一見すると、不機嫌そうに見えるが熱い炎を心に宿した登場人物達は、
そのままベルリンの街の印象と重なる。

無機質なビルの壁に沢山のグラフィティーがあったり、公共団地の一角の様なアパートの地下に怪しげなベニューがあったり、多面的な顔をベルリンもそこに住む人達も持つ。

きっと天使と人間、東と西に
分け、事象を対立させ、物事を捉えるのではなく、

1人の人間の中に様々な、ストーリーや天使的な部分や残虐性は本来、内包されているのだ。

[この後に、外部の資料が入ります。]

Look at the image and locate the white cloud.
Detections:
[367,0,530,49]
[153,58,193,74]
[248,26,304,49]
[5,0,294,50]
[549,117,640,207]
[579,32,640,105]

それら様々な想いを日々の生活に感化されて気付き発見して行く旅の時間。

つまり人生(瞬間)に気付いているかい?と、ミカエルにそう言われている気にもなる。

そして、このスクリーンに映し出された景観の街に住む日が来るとは、
この映画を初めて観た10代のときは、思いもしなかった。

きっと初めて観たあの日から脈絡としたある感覚をこの映画から受け取ってしまったので、
自分が一生旅人である以上、人間を俯瞰して捉える天使的?な物事の見方を
いまだし続けていて、ベルリンに運ばれたともいえるだろう。

この映画が気になった方は、
自分よりももっと思慮深く、わかりやすく、ベルリン天使の詩について
書かれているこちらの記事を読んでみてください。

http://ordinary.co.jp/series/7307/

そして、この映画の世界に浸りたくなったら、くれぐれも暖かい部屋で観てください。スクリーンに映し出される景色は、氷点下のベルリンだから!

これからも、彷徨おう。

時代が変わる瞬間。街を。
それこそが原点。

あなたにはあなたの詩がありますか?

あなたが住む街や旅をした場所と、
どうか大切な関係性を築いて、

そこからみつけられる感覚を大切にして生きてください。

人に誇らしくできることでなくともかまわない。

チョコレートを食べて、その後の銀紙の方を大切にし続ける生き方かもしれない。

でもそれでいい。
価値は自分が決めること。

そして、それを誰かとシェアできるのが人間。

寒さが深まる頃に、自分はまた
ベルリン天使の詩を観返すだろう。